Everything is in a mess, again and probably will be for some considerable time. I don't mean to sound pessimistic but, you know, we're doomed. No one was on the street and no one was at the park on the edge of Henderson Creek. Deserted cities, deserted towns; just one of the various assorted iterations of that lousy state of affairs known as the new normal.
Everything is in a mess, again and it can just feel like it's too much. The stories and pictures on Tuesday night and all of Wednesday, of fights at supermarkets, of Aucklanders trying to escape to the Coromandel, of queues outside testing stations (one woman crying, saying she'd waited five hours and felt sure she was symptomatic) – the team of five million is fraying. There's a stand of pine trees at the edge of the park and their needles were golden in the sunlight.
Everything is in a mess, again and all you can do is toe the line, stay home, shut up, get on with it, do the right and rational thing. God, that's boring and you have to admit that crazy people are at least having more fun in their response to Covid-19, with their accusations and fantasies and imaginative conspiracies. A pox on them, I suppose - but they lighten the mood. A small hill rolls down to a mangrove forest. Henderson Creek is on the other side of this dense and beautiful mangrovia.
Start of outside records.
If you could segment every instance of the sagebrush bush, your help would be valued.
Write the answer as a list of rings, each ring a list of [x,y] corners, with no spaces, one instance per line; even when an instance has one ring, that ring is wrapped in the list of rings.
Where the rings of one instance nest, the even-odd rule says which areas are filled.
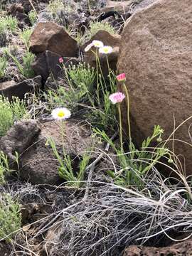
[[[36,11],[35,11],[34,10],[31,10],[28,14],[28,16],[31,25],[33,26],[38,19],[38,14]]]
[[[23,100],[13,97],[10,102],[0,95],[0,137],[6,134],[14,122],[20,120],[27,114]]]
[[[0,240],[9,241],[14,232],[21,228],[20,206],[8,193],[0,195]]]
[[[65,69],[68,87],[58,86],[56,90],[49,90],[45,97],[51,109],[65,105],[71,110],[79,103],[92,101],[95,70],[85,63]]]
Everything is in a mess, again and I'm to blame. When director general of health Dr Ashley Bloomfield and other experts warned New Zealanders against complacency, they were talking about me and everyone else who likewise couldn't be bothered getting a test, who didn't contact trace, who weren't prepared for a second wave of community transmission. I was at the creek not so much to atone but to do a small, good thing. I got out my rubbish bag and started picking up litter.
Everything is in a mess, again, at Henderson Creek. Litter and illegal dumping are an everyday eyesore all throughout Auckland, on motorway and suburban roadsides, at just about every shopping centre and along much of the length of its urban estuarine waterways - the isthmus is dissected with mangrove creeks, their tides shuffling in and out towards the Manukau and Waitematā harbours. The tide had dragged itself in when I got to Henderson Creek. There had been a storm and a heavy rainfall the previous few days, so the water was running brown. But it's never less than a beautiful zone of silence and shadow in mangrovia. Nothing stirred, nothing moved; there was a pleasant breeze but mangroves are too sturdy and squat to bend to the wind. The smell of the mud was rich and tangy. The leaves of the mangrove trees, Avicenna marina, were a pale green, delicate and kind of furry. Yes, so lovely, except there was rubbish, everywhere.